The BHP Group Ltd (ASX: BHP) share price has been in fine form this week.
Since the start of the period, the mining giant's shares have risen approximately 5% to $40.66.
This has been driven by a positive reaction to the Big Australian's full year results for FY 2022.
Can the BHP share price keep rising?
The good news for investors is that one leading broker believes the BHP share price can keep rising from here.
According to a note out of Morgans, its analysts have retained their add rating with a price target of $48.00.
Based on the current BHP share price, this implies potential upside of 18% for investors over the next 12 months.
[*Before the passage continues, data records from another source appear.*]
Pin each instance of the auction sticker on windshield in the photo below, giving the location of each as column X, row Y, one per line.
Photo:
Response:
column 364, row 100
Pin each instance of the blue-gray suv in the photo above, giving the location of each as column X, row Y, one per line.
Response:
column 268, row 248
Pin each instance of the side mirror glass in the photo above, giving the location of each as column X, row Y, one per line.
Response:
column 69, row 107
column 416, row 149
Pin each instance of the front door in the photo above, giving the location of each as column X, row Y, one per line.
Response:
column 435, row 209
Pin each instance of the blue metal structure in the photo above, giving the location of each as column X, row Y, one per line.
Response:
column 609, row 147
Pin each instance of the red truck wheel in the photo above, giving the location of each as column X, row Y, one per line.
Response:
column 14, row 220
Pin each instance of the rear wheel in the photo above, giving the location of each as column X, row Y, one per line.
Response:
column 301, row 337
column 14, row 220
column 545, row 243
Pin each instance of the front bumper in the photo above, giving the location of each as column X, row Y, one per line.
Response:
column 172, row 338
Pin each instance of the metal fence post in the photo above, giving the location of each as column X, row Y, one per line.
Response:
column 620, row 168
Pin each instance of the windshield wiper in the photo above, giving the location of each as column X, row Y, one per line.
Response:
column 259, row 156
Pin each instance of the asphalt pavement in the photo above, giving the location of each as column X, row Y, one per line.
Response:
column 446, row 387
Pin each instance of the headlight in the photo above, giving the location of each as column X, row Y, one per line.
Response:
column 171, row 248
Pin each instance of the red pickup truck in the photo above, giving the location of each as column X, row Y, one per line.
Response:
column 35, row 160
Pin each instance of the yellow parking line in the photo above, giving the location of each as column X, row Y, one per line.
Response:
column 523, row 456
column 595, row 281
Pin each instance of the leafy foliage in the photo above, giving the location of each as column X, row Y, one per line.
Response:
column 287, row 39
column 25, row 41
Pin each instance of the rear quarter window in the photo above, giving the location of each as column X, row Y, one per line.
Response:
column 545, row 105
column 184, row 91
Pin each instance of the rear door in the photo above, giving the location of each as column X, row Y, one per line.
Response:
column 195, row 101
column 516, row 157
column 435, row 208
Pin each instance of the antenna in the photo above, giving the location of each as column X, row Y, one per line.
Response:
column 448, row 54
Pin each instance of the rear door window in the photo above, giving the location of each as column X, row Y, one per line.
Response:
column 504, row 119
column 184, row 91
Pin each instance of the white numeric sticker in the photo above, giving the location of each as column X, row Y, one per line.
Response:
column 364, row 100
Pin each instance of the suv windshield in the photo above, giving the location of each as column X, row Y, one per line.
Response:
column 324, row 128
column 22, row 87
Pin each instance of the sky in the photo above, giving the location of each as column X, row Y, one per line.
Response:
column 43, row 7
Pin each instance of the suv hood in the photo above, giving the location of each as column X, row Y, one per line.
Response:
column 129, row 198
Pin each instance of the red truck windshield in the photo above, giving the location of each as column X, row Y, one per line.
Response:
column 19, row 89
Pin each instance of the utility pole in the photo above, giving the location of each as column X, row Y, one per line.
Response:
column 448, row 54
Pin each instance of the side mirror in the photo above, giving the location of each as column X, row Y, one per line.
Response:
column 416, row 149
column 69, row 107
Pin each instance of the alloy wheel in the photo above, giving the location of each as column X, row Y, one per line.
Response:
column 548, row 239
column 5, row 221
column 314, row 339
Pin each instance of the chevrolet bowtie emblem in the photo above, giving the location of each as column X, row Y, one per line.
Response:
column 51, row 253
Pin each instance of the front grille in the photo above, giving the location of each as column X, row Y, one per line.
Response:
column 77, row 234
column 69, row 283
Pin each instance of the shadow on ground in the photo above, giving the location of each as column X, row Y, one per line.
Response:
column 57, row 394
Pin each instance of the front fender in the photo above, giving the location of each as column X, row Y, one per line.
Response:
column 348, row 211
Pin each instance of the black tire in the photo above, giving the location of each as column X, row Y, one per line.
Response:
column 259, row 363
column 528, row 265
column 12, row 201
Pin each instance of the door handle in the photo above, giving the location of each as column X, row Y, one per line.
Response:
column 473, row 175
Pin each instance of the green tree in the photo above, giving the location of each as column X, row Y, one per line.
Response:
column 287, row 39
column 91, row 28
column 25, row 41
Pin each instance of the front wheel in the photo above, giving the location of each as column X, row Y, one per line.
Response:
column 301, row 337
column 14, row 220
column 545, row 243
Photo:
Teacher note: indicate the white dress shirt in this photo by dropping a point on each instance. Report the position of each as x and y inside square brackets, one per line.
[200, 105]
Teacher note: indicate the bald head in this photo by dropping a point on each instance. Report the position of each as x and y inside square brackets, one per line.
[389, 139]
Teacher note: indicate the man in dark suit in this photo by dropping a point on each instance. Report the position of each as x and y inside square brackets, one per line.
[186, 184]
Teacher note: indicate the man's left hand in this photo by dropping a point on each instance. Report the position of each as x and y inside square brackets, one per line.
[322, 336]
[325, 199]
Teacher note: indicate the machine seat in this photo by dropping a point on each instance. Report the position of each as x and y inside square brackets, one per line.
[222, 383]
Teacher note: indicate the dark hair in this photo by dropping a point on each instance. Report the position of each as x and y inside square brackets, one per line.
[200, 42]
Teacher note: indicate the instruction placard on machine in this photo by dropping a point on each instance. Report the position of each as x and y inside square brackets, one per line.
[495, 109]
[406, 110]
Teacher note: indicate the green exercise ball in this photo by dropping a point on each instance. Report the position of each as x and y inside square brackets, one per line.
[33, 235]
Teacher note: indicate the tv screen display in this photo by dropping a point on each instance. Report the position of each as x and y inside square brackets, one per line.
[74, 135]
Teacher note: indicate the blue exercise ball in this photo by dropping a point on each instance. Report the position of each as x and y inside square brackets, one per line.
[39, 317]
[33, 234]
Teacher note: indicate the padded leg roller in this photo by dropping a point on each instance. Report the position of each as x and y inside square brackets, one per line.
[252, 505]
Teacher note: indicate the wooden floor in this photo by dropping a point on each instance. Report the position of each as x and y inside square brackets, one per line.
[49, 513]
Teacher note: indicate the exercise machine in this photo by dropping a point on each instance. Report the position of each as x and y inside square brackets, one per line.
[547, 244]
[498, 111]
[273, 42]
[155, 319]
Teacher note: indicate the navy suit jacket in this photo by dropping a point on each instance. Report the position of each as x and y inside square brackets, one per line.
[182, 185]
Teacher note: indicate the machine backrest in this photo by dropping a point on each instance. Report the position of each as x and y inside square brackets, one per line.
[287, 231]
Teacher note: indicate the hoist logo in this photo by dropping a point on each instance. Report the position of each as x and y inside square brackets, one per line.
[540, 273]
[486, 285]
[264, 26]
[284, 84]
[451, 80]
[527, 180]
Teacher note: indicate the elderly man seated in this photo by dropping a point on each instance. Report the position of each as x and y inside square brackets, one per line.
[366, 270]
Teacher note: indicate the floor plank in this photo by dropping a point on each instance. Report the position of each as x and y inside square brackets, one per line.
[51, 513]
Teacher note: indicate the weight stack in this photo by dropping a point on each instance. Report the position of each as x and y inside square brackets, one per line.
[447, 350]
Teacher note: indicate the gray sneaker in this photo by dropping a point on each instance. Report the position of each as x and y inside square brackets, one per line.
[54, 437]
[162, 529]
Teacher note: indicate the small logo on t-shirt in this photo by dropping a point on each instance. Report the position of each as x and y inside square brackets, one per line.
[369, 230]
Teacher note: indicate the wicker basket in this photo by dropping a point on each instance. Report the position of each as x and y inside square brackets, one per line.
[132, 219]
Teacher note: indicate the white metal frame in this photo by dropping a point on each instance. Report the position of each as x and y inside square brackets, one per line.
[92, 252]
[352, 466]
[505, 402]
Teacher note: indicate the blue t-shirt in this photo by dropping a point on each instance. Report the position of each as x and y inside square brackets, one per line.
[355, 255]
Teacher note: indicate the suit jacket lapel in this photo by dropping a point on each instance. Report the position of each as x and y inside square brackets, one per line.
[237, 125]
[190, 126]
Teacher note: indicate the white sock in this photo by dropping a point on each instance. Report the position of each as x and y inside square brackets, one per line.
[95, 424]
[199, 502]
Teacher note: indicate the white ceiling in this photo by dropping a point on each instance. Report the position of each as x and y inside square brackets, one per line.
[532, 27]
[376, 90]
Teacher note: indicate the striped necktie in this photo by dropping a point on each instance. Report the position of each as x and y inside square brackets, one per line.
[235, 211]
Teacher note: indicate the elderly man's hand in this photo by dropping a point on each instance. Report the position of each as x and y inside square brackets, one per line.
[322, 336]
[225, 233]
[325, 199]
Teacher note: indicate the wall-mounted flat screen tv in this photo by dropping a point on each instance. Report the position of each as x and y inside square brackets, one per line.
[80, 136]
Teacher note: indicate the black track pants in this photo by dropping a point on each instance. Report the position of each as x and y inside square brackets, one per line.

And that's before dividends. Including the US$2.84 (A$4.11) per share fully franked dividend that Morgans is forecasting in FY 2023, the total potential return stretches to over 28%.
What did the broker say?
Morgans was impressed with BHP's performance in FY 2022 and particularly its strong free cash flow generation. Overall, it believes this justifies its decision to choose BHP over rival Rio Tinto Limited (ASX: RIO). It also remains positive on its outlook and feels it has a stronger growth profile.
The broker commented:
A strong result from BHP, with earnings slightly ahead of expectations while positively surprising on both dividend and free cash flow (FCF) generation. The dividend surprise was the key highlight, which also drove a positive share price reaction on result day. BHP announced a US175 cent final dividend, ahead of both consensus US152 cents and MorgansE US136 cents.
Our long-term preference for BHP over RIO continues to pay dividends (literally), with BHP asserting itself as the better miner and with the stronger growth profile. We maintain our Add rating with an updated TP of A$48.00.